A Scot is about to rent an apartment by the sea. The owner of the apartment tells him:
- The room with the sea view costs 15 pounds more.
- What if I promise I will not look out?


City of Edinburgh, Scotland. Two friends share a beer:
- Yesterday I played tennis with Ally. I'm so tired. I ran all the time.
- I didn't think he is such a good player.
- In fact he isn't but we played with one racket.


A Scot enters in a bus and asks the driver:
- Excuse me, is it necessary to pay the ticket for a flower?
- Sure not.
- Come on Rose.


Two Scots, a father and his son, go to America.
- Daddy, when we'll arrive?
- Shut up and swim.


- Why do Scots watch porn films from the end to the beginning?
- Because they like a happy ending, when the prostitute gives the money back to the client.
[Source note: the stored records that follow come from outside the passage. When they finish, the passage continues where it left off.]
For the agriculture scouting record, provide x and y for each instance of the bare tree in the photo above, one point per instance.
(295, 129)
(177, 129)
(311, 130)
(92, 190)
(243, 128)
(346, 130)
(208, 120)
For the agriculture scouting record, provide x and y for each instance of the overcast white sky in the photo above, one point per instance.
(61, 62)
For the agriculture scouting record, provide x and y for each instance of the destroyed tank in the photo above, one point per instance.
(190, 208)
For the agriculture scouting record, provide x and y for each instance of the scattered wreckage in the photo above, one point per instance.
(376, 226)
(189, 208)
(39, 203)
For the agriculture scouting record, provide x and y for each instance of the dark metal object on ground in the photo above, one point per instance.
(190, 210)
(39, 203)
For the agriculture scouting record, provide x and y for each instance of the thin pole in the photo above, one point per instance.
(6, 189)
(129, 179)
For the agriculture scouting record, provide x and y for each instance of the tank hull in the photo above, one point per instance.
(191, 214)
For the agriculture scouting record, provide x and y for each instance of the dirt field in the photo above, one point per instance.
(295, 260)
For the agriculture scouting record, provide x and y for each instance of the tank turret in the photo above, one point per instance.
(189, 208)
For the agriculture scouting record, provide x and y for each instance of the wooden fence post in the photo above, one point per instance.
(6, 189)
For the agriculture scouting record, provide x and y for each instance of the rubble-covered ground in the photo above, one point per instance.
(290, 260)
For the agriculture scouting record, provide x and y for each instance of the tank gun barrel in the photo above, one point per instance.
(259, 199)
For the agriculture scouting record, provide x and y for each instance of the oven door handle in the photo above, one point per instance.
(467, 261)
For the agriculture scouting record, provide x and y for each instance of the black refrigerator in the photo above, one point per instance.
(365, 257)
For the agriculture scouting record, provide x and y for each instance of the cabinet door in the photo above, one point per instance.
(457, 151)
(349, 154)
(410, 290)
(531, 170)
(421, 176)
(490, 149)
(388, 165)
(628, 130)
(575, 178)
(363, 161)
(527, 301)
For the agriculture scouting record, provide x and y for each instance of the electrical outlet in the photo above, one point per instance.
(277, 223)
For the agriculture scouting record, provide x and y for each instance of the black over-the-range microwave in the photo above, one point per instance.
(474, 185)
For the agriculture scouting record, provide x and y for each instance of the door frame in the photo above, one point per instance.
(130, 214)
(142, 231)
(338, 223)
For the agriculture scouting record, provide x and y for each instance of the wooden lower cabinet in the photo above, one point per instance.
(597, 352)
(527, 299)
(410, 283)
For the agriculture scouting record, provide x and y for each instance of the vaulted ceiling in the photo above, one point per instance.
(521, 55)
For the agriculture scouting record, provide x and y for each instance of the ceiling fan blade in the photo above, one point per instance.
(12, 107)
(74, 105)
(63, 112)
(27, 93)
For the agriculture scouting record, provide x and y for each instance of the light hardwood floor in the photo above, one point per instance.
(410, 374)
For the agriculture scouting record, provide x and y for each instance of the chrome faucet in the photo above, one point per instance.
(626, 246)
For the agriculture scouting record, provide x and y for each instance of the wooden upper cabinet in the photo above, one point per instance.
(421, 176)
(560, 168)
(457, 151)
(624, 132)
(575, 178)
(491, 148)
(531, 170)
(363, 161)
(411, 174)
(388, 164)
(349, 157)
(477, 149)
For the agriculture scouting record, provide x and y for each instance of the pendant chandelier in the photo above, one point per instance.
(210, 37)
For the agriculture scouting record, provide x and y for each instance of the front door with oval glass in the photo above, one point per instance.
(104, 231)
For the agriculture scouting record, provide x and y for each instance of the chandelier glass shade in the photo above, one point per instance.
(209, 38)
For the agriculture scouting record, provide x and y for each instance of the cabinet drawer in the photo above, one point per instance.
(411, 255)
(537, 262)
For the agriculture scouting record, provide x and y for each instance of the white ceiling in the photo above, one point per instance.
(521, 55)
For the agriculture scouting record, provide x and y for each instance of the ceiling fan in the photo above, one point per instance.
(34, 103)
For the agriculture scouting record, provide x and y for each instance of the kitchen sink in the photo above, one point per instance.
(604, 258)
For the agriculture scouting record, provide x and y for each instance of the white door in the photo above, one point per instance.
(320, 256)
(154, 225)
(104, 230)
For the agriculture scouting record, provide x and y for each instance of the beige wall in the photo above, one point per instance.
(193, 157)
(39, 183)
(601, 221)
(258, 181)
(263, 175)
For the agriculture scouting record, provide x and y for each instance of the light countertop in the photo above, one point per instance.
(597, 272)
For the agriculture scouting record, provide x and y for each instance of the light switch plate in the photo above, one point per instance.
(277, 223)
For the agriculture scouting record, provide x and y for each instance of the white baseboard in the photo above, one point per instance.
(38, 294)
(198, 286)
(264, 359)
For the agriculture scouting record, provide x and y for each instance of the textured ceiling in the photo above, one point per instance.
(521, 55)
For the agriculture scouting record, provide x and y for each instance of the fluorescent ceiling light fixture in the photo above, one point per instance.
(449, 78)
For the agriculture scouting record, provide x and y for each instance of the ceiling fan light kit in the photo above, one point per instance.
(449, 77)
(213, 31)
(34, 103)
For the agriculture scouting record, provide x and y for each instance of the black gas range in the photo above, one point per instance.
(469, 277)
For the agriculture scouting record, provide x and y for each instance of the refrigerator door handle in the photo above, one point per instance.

A Scot came back from work earlier than usual and saw a plumber's car in the front of his house.
- Oh my God, I hope it is her lover.


While a Scot is pissing, a pound falls into the toilet. Desperately, he looks at the pound and asks himself whether a pound is worth getting his hands dirty. After thinking for a while, he takes 10 pounds out of his pocket and throws them into the toilet.
-Well, it's worth getting your hands dirty for eleven pounds!